Il est de notoriété publique, que dans tous les pays du monde, les banques centrales dégagent du bénéfice provenant de leurs opérations bancaires. A cet effet, l’Assemblée Nationale et le Senat ne devraient pas accepter d’utiliser les ressources publiques et le budget de l’Etat pour éponger les pertes d’exploitation de la Banque Centrale du Congo sans exiger de celle-ci un plan de restructuration responsable avec des indicateurs de performance clairs et précis.

AU FINISH

Comment le public congolais peut-il ainsi croire que l’institut d’émission est sur la bonne voie, si l’on ne peut pas lui donner des réponses claires et responsables aux questions ci-dessus soulevées ! cette interrogation est d’autant plus pertinente lorsqu’on constate que, malgré les déclarations répétitives à l’occasion de la tenue des réunions mensuelles du comité de politique monétaire sur la stabilité du cadre macroéconomique justifiant le maintien du dispositif monétaire, le pouvoir d’achat des congolais (qui devrait être la finalité ultime des politiques économiques et monétaires du pays) ne s’améliore pas du tout, soulevant ainsi le débat fond sur l’efficacité des politiques économico-financières du gouvernement et de l’institut d’émission.

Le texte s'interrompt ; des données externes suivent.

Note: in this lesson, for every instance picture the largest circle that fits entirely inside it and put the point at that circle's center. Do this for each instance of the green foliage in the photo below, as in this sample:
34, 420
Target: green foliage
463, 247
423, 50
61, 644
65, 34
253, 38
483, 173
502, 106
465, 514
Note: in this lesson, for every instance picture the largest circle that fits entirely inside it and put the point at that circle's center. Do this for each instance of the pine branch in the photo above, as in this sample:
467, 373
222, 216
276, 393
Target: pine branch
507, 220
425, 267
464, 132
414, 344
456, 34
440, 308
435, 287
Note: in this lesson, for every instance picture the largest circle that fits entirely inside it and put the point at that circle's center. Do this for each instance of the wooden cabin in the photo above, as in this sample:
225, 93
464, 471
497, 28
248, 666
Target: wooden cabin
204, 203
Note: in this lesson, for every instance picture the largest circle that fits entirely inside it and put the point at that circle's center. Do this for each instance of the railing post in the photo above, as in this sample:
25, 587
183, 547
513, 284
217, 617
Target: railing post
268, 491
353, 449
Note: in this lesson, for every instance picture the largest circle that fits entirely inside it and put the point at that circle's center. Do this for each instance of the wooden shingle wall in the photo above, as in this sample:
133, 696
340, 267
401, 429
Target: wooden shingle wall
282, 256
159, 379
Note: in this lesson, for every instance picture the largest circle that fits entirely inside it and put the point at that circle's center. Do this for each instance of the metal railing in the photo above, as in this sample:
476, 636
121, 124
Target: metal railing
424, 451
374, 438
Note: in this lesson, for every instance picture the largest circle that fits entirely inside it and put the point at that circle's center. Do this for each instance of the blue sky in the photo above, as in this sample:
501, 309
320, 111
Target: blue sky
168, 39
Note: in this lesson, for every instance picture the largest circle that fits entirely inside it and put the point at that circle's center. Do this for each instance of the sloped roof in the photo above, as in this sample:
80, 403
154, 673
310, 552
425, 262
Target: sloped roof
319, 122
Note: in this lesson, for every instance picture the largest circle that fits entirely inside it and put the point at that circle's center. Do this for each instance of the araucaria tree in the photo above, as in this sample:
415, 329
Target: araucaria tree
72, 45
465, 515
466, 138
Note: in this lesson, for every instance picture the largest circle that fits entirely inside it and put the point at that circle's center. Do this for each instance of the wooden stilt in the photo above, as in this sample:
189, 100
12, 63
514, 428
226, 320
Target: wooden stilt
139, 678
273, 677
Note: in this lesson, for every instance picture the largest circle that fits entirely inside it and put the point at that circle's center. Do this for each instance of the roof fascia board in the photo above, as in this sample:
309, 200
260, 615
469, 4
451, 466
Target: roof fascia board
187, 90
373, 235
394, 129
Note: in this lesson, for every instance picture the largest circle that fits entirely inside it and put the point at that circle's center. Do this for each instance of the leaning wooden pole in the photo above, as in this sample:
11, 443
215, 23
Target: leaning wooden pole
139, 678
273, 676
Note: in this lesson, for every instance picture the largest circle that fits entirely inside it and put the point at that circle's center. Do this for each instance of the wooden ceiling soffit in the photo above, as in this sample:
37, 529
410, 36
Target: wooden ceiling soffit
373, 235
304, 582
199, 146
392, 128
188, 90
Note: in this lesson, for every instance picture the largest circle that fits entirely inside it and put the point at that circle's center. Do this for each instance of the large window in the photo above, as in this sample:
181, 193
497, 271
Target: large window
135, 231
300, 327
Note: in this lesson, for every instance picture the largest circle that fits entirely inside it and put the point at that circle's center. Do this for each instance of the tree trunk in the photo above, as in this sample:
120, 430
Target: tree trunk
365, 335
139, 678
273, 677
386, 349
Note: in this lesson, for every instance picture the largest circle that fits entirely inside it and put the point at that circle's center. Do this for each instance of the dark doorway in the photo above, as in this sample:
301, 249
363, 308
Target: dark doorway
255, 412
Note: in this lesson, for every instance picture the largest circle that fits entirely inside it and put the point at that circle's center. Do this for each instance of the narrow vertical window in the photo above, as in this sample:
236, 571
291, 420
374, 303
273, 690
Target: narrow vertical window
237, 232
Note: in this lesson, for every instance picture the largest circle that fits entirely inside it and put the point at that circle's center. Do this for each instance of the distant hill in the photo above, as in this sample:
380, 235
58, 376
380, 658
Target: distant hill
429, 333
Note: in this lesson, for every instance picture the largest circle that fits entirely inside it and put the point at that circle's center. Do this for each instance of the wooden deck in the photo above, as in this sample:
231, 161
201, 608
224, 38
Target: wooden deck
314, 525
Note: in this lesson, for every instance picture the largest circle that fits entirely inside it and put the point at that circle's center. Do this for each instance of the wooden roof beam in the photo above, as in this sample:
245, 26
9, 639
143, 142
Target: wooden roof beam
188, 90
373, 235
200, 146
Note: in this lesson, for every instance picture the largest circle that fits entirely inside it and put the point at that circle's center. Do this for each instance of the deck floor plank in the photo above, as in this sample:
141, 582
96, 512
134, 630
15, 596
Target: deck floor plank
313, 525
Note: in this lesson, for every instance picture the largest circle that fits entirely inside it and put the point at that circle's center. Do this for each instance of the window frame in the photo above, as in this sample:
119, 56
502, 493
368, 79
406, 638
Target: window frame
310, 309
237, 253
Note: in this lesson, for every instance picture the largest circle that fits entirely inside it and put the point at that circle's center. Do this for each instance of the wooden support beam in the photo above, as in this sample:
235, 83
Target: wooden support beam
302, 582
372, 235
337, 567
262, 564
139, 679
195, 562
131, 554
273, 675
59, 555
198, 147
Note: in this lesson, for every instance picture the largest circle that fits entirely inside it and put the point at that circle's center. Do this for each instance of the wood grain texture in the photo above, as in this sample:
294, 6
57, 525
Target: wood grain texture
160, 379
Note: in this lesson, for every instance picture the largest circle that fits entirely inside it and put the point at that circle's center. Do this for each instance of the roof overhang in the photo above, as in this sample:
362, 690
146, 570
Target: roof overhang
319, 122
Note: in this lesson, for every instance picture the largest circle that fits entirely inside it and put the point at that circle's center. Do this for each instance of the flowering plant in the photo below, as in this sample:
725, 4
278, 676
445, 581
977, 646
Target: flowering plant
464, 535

Les concertations nationales qui viennent de passer sont-elles pu répondre aux questions que soulève la situation préoccupante et alarmante de la Banque Centrale du Congo ? A cette question, le même rapport de l’ECOFIN charge, dans l’ensemble, le gouvernement de la République de la manière la claire et directive possible : « Le gouvernement n’a pas pris en compte dans le projet de loi de finances sur le plan politique de manière substantielle, la nouvelle donne politique portée par les résolutions des dernières concertations nationales ». Pour une fois, l’Assemblée nationale s s’est prononcée sur la situation alarmante de la Banque Centrale du Congo dont on cherche désormais à éviter la faille.